El espacio del actor nada tiene que ver con los de sus personajes. Nuestro espacio es ilimitado, el de los personajes el del escenario. Otro tanto ocurre con el tiempo: normalmente nuestra vida se debate, o cuando menos está condicionada, entre la nostalgia de un pasado que no ha de volver y el deseo de un futuro que ni siquiera existe. Rara vez vivimos intensamente y con pasión nuestro aquí y nuestro ahora. Y así nos va. Los personajes, en cambio, solo viven, y con toda la intensidad que ellos quieren, su aquí y su ahora, un efímero aquí y ahora que muere cuando bajan del escenario en el que, sin embargo, son capaces de intuir la eternidad que habita cada instante.
Los personajes viven en el escenario pero el teatro, el hecho teatral, vive en la mente, en la cabeza de cada espectador que, a través de lo que ve, escucha y siente, emprende un viaje imaginario que le lleva a lugares incluso insospechados por autores, actores y personajes, allí donde duermen sus historias y vivencias, donde crepitan sus recuerdos, donde despiertan sus sueños. Por eso la comunión que se establece con los espectadores en el teatro tiene ese componente sagrado para quienes nos dedicamos a él. A través de los personajes que nos habitan vivimos en la mente de quienes han ido a presenciar la función, a dejarse penetrar por cuanto sucede en escena y, si las musas son generosas y no hemos hecho mal nuestro trabajo, a volver a casa llevando consigo una experiencia que quizá puede haber cambiado su forma de ver y entender algunas cosas.

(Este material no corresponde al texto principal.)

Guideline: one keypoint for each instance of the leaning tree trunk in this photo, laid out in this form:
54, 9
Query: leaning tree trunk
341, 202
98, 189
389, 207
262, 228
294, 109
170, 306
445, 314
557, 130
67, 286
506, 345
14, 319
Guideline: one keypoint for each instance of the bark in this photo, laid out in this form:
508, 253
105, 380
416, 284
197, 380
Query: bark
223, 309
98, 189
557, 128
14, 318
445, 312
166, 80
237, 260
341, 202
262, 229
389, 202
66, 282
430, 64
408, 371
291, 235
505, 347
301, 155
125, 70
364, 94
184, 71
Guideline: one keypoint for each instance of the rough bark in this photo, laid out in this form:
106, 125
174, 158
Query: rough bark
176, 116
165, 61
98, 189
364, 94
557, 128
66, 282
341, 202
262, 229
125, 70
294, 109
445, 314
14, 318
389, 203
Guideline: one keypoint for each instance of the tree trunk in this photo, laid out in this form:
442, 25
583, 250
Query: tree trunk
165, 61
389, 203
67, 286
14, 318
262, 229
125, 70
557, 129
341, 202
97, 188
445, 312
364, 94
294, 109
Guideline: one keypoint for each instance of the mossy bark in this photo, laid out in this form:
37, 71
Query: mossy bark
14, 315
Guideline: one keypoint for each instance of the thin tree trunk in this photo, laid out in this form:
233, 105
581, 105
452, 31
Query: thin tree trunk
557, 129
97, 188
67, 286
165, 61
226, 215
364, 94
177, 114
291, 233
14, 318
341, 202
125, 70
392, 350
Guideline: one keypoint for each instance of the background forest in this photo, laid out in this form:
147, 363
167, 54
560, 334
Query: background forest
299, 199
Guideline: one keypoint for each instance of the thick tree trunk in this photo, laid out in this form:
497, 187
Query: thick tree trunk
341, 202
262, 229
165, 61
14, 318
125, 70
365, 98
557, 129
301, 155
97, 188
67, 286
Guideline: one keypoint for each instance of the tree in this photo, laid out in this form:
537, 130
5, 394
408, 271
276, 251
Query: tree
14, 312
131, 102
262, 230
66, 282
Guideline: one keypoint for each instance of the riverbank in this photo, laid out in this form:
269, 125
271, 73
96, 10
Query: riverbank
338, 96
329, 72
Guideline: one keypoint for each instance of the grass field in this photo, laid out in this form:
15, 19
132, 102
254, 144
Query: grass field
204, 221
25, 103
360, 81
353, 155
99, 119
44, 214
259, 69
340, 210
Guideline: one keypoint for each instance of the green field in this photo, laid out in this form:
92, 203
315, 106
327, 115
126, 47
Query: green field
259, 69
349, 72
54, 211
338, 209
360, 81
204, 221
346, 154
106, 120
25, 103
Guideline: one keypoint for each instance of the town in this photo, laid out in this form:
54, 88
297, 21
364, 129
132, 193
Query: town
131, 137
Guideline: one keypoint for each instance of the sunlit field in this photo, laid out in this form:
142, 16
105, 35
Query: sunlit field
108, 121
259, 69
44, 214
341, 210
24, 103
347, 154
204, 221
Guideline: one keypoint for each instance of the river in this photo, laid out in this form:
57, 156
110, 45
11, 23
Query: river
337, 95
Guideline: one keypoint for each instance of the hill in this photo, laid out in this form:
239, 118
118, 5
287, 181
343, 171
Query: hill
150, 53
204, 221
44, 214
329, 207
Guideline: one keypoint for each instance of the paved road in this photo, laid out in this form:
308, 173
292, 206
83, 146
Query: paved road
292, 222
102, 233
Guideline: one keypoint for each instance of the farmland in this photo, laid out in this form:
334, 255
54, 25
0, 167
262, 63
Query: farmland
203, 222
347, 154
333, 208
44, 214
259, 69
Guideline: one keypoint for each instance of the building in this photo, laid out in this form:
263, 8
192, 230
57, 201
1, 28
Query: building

Las palabras nacen del silencio y sin el silencio morirían. Nada hay que diga tanto como el silencio compartido entre público y personajes, esa unión mística capaz de permitirnos intuir la luz que penetra todos los misterios. El silencio lo crean los personajes, sale de sus entrañas para inundarlo todo, para dar sentido a todo. Somos silencio, acción y silencio. Solo viendo a través del velo del silencio llegamos a intuir, que no a conocer, la verdad que habita el misterio. Lo que nos atrae de los demás es lo que no conocemos, lo que se esconde tras su propio misterio, lo que tan solo y en contados momentos, alcanzamos a intuir. Esa es, quizá, una de las grandezas del teatro, que nos invita a intuir los misterios pero jamás a descubrirlos.
Los textos teatrales no pueden ser dichos sino habitados, de nada sirve decirlos si no permitimos que los vivan los personajes. Los actores debemos aprenderlos, buscar en sus entresijos; los personajes tan solo olvidarlos para poder así, desde la permanente incertidumbre, darles verdadera vida. Si en la vida real nunca sabemos lo que vamos a decir dentro de un momento, cómo vamos a decirlo o cuánto durará lo que diremos, ¿cómo podemos pretender encadenar a los personajes a unos textos que ni siquiera han escrito ellos? Deben decirlos, sin duda, pero habitándolos desde sus entrañas, desde lo más profundo de su ser, dejándose sorprender en cada función. Solo así cobrarán vida y serán entonces verdad. Por eso nunca dos funciones son iguales, por eso en el escenario cada noche puede ocurrir lo más sublime o la catástrofe más esplendorosa. Actuar no es ponerse frente a un público y decir un texto, es arriesgarse a vaciarnos para dejarnos habitar por ese personaje que, cada noche, vivirá en nosotros y nos dará la vida.